6’4” – 300 lbs. – 5.15e
2010: 12 GP / 12 GS (9 OC, 3 OG)
2011: 12 GP / 12 GS (10 OC, 2 OT)
2012: 12 GP / 12 GS (OC)
2013: 14 GP / 14 GS
Redshirted in 2009, then started all twelve games in 2010, the first three at guard and the nine following them at center. Appeared in all twelve games again as a sophomore, ten at center and two at offensive tackle.

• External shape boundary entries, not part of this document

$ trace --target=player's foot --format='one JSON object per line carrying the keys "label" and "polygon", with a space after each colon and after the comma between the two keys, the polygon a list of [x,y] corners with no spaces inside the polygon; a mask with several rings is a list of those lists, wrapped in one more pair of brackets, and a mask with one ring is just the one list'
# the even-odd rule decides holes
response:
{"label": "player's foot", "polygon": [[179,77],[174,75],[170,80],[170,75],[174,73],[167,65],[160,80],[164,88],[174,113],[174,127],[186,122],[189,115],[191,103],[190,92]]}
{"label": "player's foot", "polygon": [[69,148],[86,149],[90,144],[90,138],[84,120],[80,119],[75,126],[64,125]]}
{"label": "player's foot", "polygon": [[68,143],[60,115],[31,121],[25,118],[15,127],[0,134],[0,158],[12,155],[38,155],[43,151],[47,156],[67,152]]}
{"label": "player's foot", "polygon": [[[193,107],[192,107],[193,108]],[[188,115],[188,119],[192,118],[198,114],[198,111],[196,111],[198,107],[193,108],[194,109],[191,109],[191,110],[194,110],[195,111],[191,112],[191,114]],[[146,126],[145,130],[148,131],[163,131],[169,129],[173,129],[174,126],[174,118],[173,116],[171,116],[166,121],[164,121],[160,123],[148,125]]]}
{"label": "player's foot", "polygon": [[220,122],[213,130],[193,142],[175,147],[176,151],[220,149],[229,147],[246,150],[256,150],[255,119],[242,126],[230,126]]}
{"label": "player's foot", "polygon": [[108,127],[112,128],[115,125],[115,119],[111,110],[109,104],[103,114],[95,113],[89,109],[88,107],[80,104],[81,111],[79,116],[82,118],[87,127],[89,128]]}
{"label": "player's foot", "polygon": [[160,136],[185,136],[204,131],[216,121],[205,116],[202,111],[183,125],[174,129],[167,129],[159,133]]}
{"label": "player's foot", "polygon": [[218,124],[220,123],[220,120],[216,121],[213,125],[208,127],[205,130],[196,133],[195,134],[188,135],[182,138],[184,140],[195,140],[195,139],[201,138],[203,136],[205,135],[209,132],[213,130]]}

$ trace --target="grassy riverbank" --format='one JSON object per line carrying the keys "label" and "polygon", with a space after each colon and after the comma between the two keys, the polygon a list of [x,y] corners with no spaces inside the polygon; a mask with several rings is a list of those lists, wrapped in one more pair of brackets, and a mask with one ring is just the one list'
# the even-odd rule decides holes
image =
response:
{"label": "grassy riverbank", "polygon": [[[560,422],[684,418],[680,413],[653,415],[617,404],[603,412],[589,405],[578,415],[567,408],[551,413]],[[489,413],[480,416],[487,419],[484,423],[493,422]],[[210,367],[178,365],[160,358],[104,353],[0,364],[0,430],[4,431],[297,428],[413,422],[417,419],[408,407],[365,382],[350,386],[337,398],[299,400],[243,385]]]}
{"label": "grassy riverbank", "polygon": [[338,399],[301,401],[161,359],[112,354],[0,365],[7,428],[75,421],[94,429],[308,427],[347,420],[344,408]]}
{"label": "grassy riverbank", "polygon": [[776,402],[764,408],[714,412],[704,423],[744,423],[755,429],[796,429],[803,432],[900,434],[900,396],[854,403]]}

Started every game at center as a junior and as a senior, earning all-conference first-team honors as a senior.
• Started all fifty games the Rams played over the past four years, forty-five at center.
• Possesses prototypical height for a pro center prospect, with above-average weight.
• Reliable player who has posted consistently-high grades, avoids committing penalties.
• Moves very well for a center of his size, wouldn’t be out-of-place in a zone scheme.
• Regularly asked to pull, secure hook blocks, or get out in front to block for screens.
• Aggressive player; plays through the whistle, keeps feet moving, flashes a killer instinct.
• Has a strong initial punch, can knock defenders off-balance or to the ground at times.
• Has a bit of experience at offensive guard (three starts) and at offensive tackle (two.)
• Displays a sound anchor in pass protection, capable of holding his ground vs. power.
• Didn’t play in one of the NCAA’s premier conferences, will face leap in competition.
• Not really a dominant drive blocker, gets the job done but doesn’t maul consistently.
• Still has a little bit of room for improvement in terms of awareness in pass protection.
• Ends up on the ground occasionally, usually as a result of being overly aggressive.
• Also ends up running past second-level targets at times, could be a bit more patient.
Richburg should ultimately end up as one of the top centers drafted this season, possessing an impressive combination of size, experience, mobility, and aggressiveness which make him a strong candidate to start at the next level. He should appeal to teams running both man-and-zone-blocking schemes, with perhaps his best fit coming in the latter due to his ability to pull effectively, or get to the second level and secure blocks on linebackers. He is not a dominant run blocker or pass protector, but he is not limited by a lack of size or of athleticism, and should benefit from some time in a pro strength program upon entering the league.